The reason I ask is because I was looking at specifications for fixtures, and a 4’ T8 dual lamp for $20 carried the notation that it was Energy Star compliant. A similar single bulb unit by the same manufacturer (for $30) specifically stated that it was NOT Energy Star compliant. This doesn’t make since, unless there is something else going on here that I am not aware of. I would still like to put in the single bulb fixtures, even though it is more expensive up front, since we recoup the additional cost in 3 or 4 months, but I want to make sure all of my assumptions are correct and I haven’t left out something critical that affects kilowatt usage (and Energy Star ratings).
I can’t help with the exact detail of your question, but with some experience with Energy Star standards…
Energy Star with lighting doesn’t necessarily look at electricity consumption alone. Light output of the fixture and distribution of the light output can also affect the rating, as well as the functional purpose of the light.
For example, a fixture used as a workbench shop light may not be considered Energy Star compliant, while one using the same tube for a kitchen counter could be compliant, even though both have exactly the same electrical output and efficacy. It gets more complicated when you get into CFL replacements for incandescents, where light distribution from the fixture or bulb opens up a whole zoo of light sub-categories.
If you are concerned purely about your power bill, I would think your power arithmetic would be sufficient regardless of whether it carries an Energy Star rating.
You appear to have forgotten the ballast factor. Fluorescent lights use a ballast to generate the high voltage required for their operation. The ballast factor is a multiplier on the rated wattage of the tube. If the ballast factor is less than 1, the lamp consumes less power than the rated watts. 0.8 is a common energy saving ballast for “super T8” fixtures. A 32 watt bulb used in a fixture with a 0.8 BF ballast only uses 25.6 watts. Ballast factors can be greater than 1 and result in more light from the same lamp.
I suspect this is what seperates the energy star from the non e-star fixture.
If the single bulb unit has a BF of 1.1 it would consume 35.2 watts.
This would still save power over the dual light unit, even if that unit has the 0.8 BF ballasts.

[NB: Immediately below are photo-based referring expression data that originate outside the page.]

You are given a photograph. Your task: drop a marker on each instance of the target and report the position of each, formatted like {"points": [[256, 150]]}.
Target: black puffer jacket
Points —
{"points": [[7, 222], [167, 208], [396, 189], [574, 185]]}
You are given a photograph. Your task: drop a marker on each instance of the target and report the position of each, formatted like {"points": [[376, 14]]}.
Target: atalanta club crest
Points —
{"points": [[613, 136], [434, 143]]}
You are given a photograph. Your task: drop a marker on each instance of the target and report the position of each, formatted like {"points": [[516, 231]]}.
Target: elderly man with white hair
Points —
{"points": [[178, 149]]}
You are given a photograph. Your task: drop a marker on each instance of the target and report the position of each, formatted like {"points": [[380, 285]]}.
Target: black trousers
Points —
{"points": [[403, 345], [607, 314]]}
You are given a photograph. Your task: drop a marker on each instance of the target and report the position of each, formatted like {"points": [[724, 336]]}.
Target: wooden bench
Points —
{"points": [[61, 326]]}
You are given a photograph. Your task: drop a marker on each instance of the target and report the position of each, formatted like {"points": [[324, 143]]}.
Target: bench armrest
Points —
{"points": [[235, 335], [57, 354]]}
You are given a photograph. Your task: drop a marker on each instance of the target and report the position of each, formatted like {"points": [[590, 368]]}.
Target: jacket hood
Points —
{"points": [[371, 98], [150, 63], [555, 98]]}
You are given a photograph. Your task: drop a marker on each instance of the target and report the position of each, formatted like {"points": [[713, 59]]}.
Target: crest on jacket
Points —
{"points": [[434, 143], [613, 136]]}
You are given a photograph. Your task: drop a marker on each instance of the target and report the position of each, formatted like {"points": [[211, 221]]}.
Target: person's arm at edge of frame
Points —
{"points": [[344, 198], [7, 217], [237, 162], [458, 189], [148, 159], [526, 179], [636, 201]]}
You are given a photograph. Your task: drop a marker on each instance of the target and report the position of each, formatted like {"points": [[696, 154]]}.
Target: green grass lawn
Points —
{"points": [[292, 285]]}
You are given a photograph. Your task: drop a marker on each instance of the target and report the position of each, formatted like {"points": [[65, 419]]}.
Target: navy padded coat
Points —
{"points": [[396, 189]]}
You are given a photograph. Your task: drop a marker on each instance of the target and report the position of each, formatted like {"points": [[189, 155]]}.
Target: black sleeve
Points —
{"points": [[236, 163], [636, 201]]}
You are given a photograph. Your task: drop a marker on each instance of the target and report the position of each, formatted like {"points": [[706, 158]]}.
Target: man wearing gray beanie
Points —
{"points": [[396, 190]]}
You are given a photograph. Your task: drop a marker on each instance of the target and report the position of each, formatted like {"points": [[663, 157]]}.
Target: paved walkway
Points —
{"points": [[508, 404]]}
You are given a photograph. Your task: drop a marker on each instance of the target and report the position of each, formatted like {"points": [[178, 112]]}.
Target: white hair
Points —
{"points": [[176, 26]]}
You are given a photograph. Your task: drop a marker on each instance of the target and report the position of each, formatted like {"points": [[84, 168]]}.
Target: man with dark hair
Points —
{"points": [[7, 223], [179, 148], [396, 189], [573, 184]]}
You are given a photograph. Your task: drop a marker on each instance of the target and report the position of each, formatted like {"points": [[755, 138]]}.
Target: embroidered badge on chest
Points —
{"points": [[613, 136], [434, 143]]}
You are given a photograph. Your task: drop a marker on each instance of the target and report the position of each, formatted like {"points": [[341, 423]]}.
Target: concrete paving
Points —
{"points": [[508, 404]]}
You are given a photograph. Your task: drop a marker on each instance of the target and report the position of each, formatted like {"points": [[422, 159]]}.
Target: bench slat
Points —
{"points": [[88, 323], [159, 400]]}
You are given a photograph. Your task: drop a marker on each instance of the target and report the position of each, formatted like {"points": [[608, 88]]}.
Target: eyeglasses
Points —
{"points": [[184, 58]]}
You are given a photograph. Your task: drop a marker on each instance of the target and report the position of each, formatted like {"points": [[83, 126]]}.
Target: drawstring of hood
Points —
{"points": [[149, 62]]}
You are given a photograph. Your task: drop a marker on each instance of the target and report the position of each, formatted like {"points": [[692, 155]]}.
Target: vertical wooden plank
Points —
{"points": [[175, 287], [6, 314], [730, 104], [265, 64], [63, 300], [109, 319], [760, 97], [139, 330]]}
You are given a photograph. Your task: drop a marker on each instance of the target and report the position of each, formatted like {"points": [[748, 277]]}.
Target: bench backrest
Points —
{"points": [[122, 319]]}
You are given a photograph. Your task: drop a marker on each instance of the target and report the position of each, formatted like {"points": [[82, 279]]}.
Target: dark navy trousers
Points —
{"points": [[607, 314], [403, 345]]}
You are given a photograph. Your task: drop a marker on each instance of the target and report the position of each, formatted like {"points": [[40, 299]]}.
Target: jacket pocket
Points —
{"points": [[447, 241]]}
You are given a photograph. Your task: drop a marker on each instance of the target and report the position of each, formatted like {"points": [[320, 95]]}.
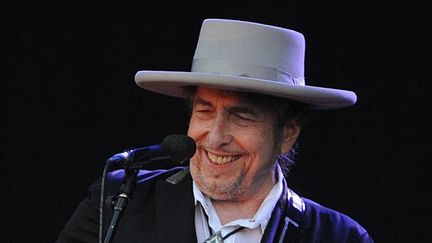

Yes, good point about the ballast, even more to try and be aware of.
This reflects a common complaint with the Energy Star branding with lighting especially, in that it makes informed choice at the retail purchase point rather difficult for the consumer.
A nitpick about your calculations: The cost you want is not a cost per kilowatt, but a cost per kilowatt-hour. The fact that electric costs are quoted in costs per kilowatt-hours is the reason why you needed to multiply by the number of hours, and not some other time unit.
That said, aside from your labeling, the calculation is set up correctly.